I want to be able to ask users for a URL, open that page, change some of the  
contents and then display that page as if they had typed the URL into a  
browser. I have toyed with some of the php functions for opening URLs, but  
what I am not clear on is how much work my script will have to do (do I need  
to fully emulate a browser, for example).

The net effect I am after is very similar to the page translation feature  
that Google offers. Does anyone have any examples of this kind of technique.  
Any ideas how much work is involved? (My 'translation' is pretty trivial, so  
really it is mostly a question of how much work to display the remote page).

Thanks in advance!



Re: Open and process remote page

Following on from William Hudson's message. . .
Personally I'd approach this by writing a proxy server in Java and deal  
at the header level with http requests/responses rather than try to be  
an arms-length browser/server.

With your PHP approach: If you want to 'serve'  
then you need to fetch it, parse it recursively looking for urls inside  
frameset, css and javascript and perhaps hack them and at least fetch  
them.  A 'web page' is not necessarily a single entity.  Suppose  
index.htm is just a frameset.  You could 'translate' this as much as you  
like but the 'real' content would be missed.
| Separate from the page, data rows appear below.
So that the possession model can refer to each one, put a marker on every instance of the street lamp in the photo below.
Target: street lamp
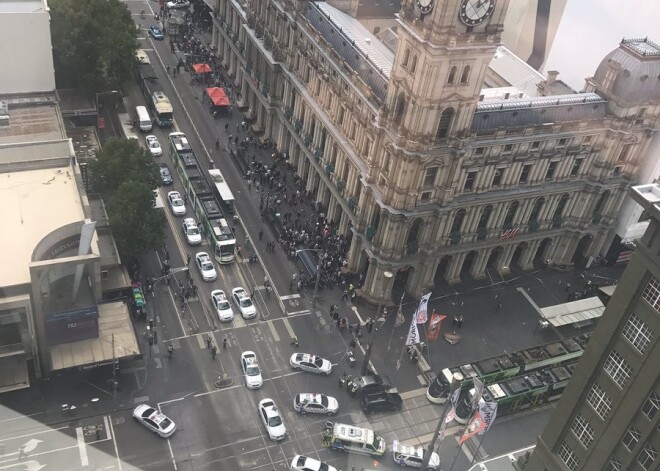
(370, 345)
(318, 275)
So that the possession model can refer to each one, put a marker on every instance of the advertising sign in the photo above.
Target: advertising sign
(73, 325)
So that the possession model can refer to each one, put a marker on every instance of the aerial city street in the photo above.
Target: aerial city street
(291, 318)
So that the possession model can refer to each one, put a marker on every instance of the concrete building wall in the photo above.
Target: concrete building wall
(25, 50)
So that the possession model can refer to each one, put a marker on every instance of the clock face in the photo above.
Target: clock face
(475, 12)
(425, 6)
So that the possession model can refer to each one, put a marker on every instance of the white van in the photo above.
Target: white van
(144, 120)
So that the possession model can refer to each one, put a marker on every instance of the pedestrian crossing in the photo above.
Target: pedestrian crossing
(275, 330)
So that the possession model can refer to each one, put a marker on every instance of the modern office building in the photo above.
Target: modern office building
(430, 174)
(608, 419)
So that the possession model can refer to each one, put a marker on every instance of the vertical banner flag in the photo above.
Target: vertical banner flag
(422, 310)
(480, 422)
(413, 333)
(434, 326)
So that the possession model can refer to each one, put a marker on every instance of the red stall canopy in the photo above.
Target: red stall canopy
(202, 68)
(217, 96)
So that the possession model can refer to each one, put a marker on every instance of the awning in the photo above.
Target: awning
(573, 312)
(202, 68)
(217, 96)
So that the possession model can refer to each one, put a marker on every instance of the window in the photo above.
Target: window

With the proxy server you look for http responses with mime types of  
interest and translate the data as appropriate then pass on.
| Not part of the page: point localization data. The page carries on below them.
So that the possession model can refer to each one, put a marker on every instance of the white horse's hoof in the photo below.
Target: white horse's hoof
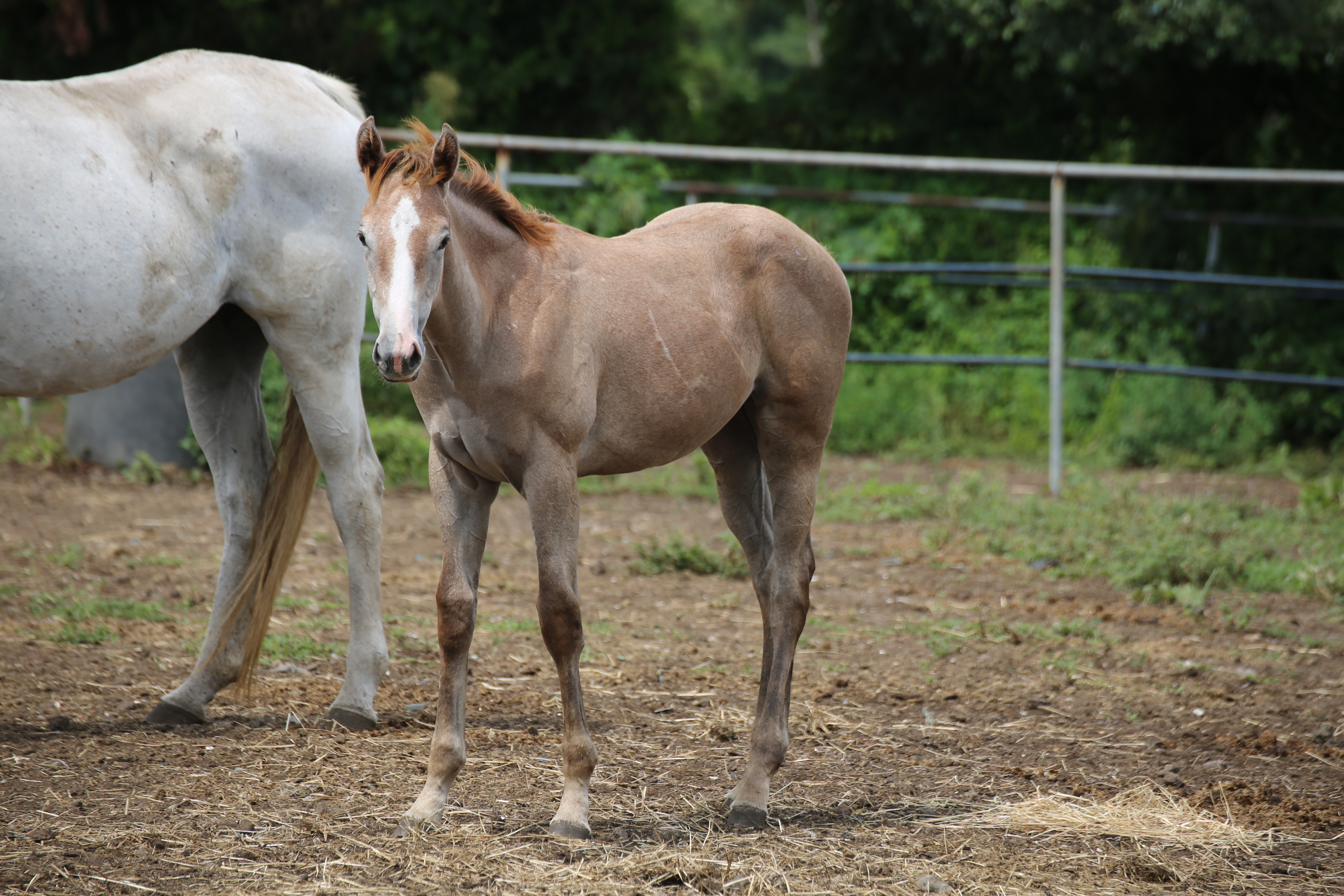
(572, 831)
(746, 816)
(166, 714)
(406, 825)
(349, 719)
Java Examples In A Nutshell (Pub. O'Reilly) shows how straightforward it  
is.  You'd need to bootstrap a proxy session from your normal PHP pages  
by telling it who's calling and what they want to see.

Re: Open and process remote page

William Hudson wrote:

Hi William,  

Some thoughts:

- Opening a remote URL is very easy in PHP as you probably found out.
(Just fopen and offer an URL, PHP will in most cases wrap the whole complex  
request into a handle that can be treated as a (readonly) file.)

beware however of the paranoid webdesigner.
Many people have this twisted idea that they want to offer content to the  
world, but try to make it difficult for you to read the source.
Often Javascript is used to make things more difficult.
(Beats me why, but they come in masses.)

If you only want normal plain HTML-pages, I think you can just fopen,  
replace the stuff you want, and deliver that (in a frame eg., or whatever  
you like).

Also be aware of redirects by the server. (page moved)
I have seen a few situation where PHP doesn't handle that very well.
Or maybe it was the webserver sending something strange, I do not remember  
for sure, I only remember that PHP and redirects with fopen-wrapper around  
an URL had some issues.

Beside the above possible traps, I do not expect you will find a lot of  
trouble. I once wrote something similar, be it more simple than what you  
are doing, and it was all very straightforward.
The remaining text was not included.